Mikelis fears that the still-to-be-ratified Hong Kong International Convention for the Safe and Environmentally Sound Recycling of Ships is in jeopardy if a sequence of meetings beginning this week in Brussels sees Europe introduce tougher, unilateral measures.
“The Hong Kong Convention without Europe is useless because it was developed through the efforts primarily of European countries, as well as Norway and Japan,” Mikelis told TradeWinds. “These were the main drivers.”
So-called “trilogues”, discussions involving the European Parliament and European Council, with the European Commission (EC) effectively as mediator, were scheduled for this week, as well as next Friday and 27 May.
The European Parliament has already voted in favour of measures proposed by rapporteur and Swedish Green Party politician Carl Schlyter that include banning the beaching of ships for demolition and fines for European-flag owners who flout the proposed regulation.
If such a ban enters into force, these owners would be forced to use only European Union (EU)-approved recycling yards, vastly restricting their choice as the huge majority of ships globally currently end their lives on beaches in India, Bangladesh and Pakistan.
Mikelis, whose new roles include advising cash buyer GMS on responsible shiprecycling, says he is concerned that those Indian subcontinent countries will consider themselves effectively “banned” by Europe and consequently would see no need to ratify the Hong Kong Convention.
“If that happens, then the convention is dead,” said Mikelis.
No longer would it be possible to satisfy the entry into force conditions that requires ratification by at least one of the two major scrapping nations in south Asia.
‘Cuts out the key nations’
“Also, the spirit of the convention would not be met,” Mikelis said. “It was never designed to control standards in China and Turkey [which do not practise beaching]. It was designed to raise standards in the sub-continent looking 20 years ahead from now. The stupid thing is you cut out the very people you want to upgrade.”
He accuses anti-beaching advocates of lacking “joined-up thinking”, while pedalling slogans.
Mikelis says the Swedish Green Party has close relations with anti-beaching lobbyists Greenpeace and the NGO Shipbreaking Platform — the latter he accuses of wanting “continuous argument and chaos”.
As for the European Parliament, it had not “taken the trouble” to investigate how shipping works and why the Basel Convention on the transboundary movement of hazardous waste had not worked for ships.
Is “castrating” the Hong Kong Convention a clever move?” asked Mikelis.
Schlyter drafted the European Parliament’s environment committee report on shiprecycling, which also proposed a levy on ships using EU ports. But the Strasbourg assembly rejected that element last month. It was aimed at funding the safe scrapping of vessels.
Schlyter argues that most ships are being scrapped illegally in contravention of Basel. He claims a lot of misinformation was circulated by the maritime sector that resulted in the fund plan being defeated by a narrow 299 votes to 292, with 21 abstensions.
There is no indication that the European Council has so far veered from its position of accepting beaching.
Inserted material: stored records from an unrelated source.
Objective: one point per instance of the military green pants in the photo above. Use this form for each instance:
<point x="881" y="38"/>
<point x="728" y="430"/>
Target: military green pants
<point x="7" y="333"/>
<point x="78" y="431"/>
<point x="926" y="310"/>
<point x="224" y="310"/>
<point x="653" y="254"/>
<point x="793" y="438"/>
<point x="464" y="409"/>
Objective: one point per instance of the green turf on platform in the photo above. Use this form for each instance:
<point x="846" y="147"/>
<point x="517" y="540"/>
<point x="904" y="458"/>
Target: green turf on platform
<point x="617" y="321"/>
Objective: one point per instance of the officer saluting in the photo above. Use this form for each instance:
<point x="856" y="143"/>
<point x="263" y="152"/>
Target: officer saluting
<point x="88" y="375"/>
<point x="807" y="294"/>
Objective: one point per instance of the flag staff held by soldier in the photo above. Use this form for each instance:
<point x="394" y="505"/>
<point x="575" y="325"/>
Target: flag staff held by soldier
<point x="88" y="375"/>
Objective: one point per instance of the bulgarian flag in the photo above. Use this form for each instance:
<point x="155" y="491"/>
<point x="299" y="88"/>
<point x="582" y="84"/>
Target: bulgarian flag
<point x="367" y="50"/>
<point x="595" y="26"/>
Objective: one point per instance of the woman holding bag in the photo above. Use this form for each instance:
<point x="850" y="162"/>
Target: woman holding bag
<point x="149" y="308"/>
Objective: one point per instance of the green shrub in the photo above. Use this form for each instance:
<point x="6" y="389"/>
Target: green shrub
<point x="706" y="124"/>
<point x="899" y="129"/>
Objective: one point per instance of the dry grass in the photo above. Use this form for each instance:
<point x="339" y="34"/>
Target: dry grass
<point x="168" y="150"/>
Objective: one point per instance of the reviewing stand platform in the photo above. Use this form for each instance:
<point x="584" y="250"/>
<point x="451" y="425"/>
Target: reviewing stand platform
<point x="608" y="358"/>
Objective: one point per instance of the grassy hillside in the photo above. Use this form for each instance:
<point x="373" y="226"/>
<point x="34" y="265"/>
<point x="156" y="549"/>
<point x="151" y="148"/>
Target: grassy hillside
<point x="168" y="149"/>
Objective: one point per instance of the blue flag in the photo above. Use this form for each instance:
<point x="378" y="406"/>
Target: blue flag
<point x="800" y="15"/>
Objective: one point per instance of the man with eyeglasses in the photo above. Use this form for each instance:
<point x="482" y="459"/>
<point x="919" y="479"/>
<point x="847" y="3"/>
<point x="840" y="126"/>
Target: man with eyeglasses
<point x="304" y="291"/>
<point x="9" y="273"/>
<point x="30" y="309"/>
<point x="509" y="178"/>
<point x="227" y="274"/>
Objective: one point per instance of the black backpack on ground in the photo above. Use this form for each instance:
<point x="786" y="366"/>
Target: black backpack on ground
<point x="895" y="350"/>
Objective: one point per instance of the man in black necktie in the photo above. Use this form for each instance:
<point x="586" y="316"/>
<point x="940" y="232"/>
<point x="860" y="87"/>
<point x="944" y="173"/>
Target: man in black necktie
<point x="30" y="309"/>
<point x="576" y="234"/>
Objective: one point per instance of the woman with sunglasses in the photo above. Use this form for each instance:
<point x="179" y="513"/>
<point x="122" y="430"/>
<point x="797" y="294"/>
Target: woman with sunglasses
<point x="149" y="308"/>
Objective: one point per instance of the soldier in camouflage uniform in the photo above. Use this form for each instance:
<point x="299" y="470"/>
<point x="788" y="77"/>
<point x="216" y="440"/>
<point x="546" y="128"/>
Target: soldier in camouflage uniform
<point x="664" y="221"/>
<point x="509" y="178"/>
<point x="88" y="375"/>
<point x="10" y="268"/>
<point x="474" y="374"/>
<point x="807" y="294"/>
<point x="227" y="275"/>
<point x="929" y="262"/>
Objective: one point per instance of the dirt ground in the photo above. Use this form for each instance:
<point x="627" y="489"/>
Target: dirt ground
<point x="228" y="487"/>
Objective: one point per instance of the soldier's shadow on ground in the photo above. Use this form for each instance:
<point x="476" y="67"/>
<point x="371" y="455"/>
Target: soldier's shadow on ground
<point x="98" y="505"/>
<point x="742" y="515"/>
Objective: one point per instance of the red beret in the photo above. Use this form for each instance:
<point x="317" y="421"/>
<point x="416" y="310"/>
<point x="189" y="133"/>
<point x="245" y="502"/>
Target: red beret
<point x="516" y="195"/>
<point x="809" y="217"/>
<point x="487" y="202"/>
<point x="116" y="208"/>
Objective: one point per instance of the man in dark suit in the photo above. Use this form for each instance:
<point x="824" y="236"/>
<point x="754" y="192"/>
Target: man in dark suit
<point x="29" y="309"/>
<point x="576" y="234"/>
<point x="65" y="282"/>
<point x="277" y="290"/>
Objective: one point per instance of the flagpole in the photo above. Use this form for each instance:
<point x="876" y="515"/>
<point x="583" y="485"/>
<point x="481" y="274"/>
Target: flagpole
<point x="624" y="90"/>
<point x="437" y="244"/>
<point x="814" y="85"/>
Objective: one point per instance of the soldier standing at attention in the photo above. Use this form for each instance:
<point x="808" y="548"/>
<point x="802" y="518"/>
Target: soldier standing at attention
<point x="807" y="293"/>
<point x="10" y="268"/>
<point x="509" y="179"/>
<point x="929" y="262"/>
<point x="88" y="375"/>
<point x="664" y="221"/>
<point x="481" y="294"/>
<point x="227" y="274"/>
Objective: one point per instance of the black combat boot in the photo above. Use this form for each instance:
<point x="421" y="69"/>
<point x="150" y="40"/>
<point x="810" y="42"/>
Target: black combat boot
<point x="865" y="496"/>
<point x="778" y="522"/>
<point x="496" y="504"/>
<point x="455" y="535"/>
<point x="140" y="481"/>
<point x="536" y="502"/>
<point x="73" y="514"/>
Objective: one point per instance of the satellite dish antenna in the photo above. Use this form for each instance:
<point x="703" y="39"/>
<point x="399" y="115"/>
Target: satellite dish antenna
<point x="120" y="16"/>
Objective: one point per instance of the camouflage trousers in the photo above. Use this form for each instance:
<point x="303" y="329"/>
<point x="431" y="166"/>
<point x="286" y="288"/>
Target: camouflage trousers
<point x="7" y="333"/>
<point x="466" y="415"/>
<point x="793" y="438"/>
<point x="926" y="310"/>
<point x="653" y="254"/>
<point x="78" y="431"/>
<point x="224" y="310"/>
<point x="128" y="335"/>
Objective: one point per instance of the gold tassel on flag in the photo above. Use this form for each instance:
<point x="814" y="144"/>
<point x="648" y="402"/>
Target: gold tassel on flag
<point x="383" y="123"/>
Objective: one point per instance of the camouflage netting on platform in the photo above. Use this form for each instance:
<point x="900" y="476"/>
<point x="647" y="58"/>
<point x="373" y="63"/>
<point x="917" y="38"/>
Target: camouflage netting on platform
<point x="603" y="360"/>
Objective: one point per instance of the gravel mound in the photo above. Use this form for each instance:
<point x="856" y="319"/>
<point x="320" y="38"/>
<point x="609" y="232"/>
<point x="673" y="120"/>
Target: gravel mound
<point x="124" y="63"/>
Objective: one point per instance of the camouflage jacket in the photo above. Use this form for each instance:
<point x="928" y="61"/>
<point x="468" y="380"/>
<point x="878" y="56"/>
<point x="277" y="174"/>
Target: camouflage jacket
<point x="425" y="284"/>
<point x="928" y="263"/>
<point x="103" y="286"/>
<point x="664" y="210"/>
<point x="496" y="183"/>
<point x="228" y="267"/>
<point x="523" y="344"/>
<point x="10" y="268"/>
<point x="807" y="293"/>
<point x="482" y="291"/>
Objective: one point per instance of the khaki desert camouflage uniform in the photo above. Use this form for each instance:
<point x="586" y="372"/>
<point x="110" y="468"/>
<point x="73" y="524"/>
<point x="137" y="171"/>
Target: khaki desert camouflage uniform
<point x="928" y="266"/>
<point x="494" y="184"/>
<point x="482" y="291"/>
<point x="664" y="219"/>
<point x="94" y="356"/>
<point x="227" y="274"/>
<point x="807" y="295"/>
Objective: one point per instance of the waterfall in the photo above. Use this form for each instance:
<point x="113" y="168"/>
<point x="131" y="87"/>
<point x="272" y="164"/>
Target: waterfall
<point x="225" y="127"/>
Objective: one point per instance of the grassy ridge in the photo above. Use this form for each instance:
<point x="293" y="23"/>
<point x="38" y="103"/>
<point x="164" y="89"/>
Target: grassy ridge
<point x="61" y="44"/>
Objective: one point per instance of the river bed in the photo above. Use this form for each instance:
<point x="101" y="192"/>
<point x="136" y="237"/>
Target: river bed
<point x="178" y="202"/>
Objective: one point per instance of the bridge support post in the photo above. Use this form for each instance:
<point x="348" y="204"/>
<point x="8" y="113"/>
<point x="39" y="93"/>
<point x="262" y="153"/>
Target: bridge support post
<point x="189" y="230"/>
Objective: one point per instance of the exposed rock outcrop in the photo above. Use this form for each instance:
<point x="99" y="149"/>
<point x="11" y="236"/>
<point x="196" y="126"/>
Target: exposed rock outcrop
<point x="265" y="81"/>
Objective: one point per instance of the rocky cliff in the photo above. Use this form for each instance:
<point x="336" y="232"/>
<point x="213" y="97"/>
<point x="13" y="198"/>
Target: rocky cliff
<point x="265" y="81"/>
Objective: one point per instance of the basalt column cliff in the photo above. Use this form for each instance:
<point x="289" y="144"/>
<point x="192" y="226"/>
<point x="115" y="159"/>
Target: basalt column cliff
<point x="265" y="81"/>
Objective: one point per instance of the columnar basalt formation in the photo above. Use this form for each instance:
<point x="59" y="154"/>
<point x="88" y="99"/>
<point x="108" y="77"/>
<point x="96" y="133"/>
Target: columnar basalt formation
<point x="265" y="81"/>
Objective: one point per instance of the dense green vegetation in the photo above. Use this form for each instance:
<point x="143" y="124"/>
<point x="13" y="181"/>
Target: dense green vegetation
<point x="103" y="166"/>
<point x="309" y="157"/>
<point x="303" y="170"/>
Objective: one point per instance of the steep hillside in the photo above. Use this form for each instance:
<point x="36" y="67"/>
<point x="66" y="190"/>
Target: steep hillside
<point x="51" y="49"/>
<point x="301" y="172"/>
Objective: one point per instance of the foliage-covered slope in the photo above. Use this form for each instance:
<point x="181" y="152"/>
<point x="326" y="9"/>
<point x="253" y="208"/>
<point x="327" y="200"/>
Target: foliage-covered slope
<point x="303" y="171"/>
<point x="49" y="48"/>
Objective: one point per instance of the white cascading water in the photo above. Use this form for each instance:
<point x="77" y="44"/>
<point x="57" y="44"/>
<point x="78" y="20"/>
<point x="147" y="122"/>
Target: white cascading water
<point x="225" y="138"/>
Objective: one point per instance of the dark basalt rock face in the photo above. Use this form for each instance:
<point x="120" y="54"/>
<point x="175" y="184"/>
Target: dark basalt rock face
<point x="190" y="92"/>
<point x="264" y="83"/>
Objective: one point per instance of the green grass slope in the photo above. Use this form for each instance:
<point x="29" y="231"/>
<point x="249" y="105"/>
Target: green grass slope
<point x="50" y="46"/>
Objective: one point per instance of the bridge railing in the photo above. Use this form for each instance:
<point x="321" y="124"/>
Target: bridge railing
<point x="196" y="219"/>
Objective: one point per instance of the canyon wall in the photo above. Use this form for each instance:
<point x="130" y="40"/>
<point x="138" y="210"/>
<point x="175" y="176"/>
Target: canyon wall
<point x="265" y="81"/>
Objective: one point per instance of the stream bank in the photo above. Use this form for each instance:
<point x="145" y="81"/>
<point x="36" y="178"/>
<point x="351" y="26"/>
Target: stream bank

It is said to support the entry into force of the Hong Kong Convention, although concerns linger within the EC about the time that could take and the bulge of ships now heading for beaches. The EC is prepared to see vessels demolished in non-OECD countries, provided facilities are authorised by Europe.
“I would be gutted if the Hong Kong Convention sits and gathers dust,” concluded Mikelis.
“I know the thing works and it works in a way that means least pain for all parties. It brings improvements where it is needed and it is gradual.”